KUALASIMPANG – Menjelang peringatan Hari Ulang Tahun (HUT) ke-81 Kemerdekaan Republik Indonesia, mantan narapidana terorisme jaringan Jamaah Islamiyah (JI), Dede Nurjanata, mengajak masyarakat untuk mengibarkan Bendera Merah Putih sebagai simbol penghormatan kepada bangsa dan para pahlawan.
Ajakan tersebut disampaikan Dede melalui sebuah video testimoni yang beredar di media sosial pada Kamis (6/8/2026). Meski ditujukan kepada masyarakat Aceh Tamiang, pesan itu juga ditujukan kepada seluruh masyarakat Indonesia.
“Menjelang Hari Kemerdekaan Republik Indonesia, mari kita pasang bendera di depan rumah masing-masing,” ujar Dede dikutip dari serambinews.com.
Menurut Dede, pengibaran Bendera Merah Putih bukan sekadar tradisi tahunan, tetapi menjadi wujud penghargaan atas perjuangan para pahlawan yang telah merebut kemerdekaan sekaligus bentuk kecintaan terhadap Negara Kesatuan Republik Indonesia.
Seruan tersebut sejalan dengan imbauan Pemerintah Kabupaten Aceh Tamiang yang sebelumnya mengajak seluruh elemen masyarakat menyemarakkan peringatan HUT ke-81 RI.
Melalui surat bernomor 400/3707 tertanggal 30 Juli 2026 yang ditandatangani Wakil Bupati Ismail, pemerintah daerah meminta seluruh perangkat daerah, instansi vertikal, BUMN, BUMD, dunia usaha, hingga masyarakat memasang atribut kemerdekaan, termasuk Bendera Merah Putih, spanduk, dan umbul-umbul di lingkungan masing-masing.
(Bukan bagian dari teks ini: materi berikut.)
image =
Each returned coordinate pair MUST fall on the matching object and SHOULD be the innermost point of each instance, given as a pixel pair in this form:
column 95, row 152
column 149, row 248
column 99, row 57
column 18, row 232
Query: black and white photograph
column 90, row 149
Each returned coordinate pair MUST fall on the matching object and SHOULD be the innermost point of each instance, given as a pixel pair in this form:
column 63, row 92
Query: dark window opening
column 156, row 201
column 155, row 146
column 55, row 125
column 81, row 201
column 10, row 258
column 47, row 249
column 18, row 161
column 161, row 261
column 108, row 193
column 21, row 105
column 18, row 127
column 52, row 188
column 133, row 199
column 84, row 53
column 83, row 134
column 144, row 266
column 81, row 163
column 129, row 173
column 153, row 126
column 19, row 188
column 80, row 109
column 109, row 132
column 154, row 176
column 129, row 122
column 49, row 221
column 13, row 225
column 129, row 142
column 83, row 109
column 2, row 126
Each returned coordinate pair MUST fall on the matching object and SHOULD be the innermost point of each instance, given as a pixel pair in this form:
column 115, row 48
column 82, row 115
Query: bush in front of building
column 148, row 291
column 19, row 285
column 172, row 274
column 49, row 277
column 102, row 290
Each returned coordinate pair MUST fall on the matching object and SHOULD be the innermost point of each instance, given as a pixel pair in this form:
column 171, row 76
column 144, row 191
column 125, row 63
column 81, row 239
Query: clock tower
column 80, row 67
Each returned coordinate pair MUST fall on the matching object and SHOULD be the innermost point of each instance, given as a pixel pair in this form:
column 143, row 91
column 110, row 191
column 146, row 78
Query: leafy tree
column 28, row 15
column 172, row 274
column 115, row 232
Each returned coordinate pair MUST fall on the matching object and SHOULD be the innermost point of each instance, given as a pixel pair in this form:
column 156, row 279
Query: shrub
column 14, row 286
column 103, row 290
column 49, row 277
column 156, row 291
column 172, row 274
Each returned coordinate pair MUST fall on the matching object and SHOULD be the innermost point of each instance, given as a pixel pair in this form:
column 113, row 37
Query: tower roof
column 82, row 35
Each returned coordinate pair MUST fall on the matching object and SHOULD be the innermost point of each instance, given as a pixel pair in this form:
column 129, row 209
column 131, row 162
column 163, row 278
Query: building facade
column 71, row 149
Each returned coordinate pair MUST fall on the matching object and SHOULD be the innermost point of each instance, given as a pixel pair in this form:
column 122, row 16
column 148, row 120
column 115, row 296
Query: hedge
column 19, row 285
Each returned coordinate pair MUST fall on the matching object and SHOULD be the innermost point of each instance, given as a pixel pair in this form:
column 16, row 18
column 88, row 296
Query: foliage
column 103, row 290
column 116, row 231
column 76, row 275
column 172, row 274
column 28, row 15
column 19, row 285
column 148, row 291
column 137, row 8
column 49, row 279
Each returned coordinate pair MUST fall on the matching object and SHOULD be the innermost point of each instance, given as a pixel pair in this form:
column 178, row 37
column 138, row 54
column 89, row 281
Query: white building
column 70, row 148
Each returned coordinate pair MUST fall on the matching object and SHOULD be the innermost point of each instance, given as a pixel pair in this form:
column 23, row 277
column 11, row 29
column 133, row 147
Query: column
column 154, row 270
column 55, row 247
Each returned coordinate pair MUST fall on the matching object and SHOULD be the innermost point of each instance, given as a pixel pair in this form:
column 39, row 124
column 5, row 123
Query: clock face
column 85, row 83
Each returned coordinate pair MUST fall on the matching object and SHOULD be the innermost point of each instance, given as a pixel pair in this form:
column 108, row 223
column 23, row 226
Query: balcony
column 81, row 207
Pemerintah juga mengajak masyarakat menggelar kegiatan gotong royong sebagai bagian dari peringatan hari kemerdekaan.
Namun, suasana peringatan kemerdekaan di sejumlah wilayah Aceh Tamiang dinilai belum sepenuhnya terasa. Hingga awal Agustus, masih terdapat sejumlah perkantoran maupun kawasan permukiman yang belum memasang atribut merah putih.
Sejumlah warga menyebut kondisi tersebut bukan disebabkan menurunnya semangat nasionalisme, melainkan karena sebagian masyarakat sudah tidak lagi memiliki bendera.
“Kalau ditanya kenapa tidak ada bendera, ya karena memang kami sudah tidak punya. Bendera kami hanyut saat banjir,” kata Alam, warga Kecamatan Karang Baru.
Ia berharap ada dukungan dari pemerintah maupun pihak lain untuk membantu masyarakat memperoleh bendera baru.
“Biasanya ada yang membagikan bendera di jalan. Kami masih menunggu,” ujarnya.
Ajakan yang disampaikan Dede menjadi perhatian tersendiri karena datang dari sosok yang pernah terlibat dalam jaringan terorisme. Pesan tersebut dinilai mencerminkan pentingnya penguatan nilai-nilai kebangsaan serta komitmen menjaga persatuan melalui simbol-simbol nasional yang mempersatukan seluruh rakyat Indonesia.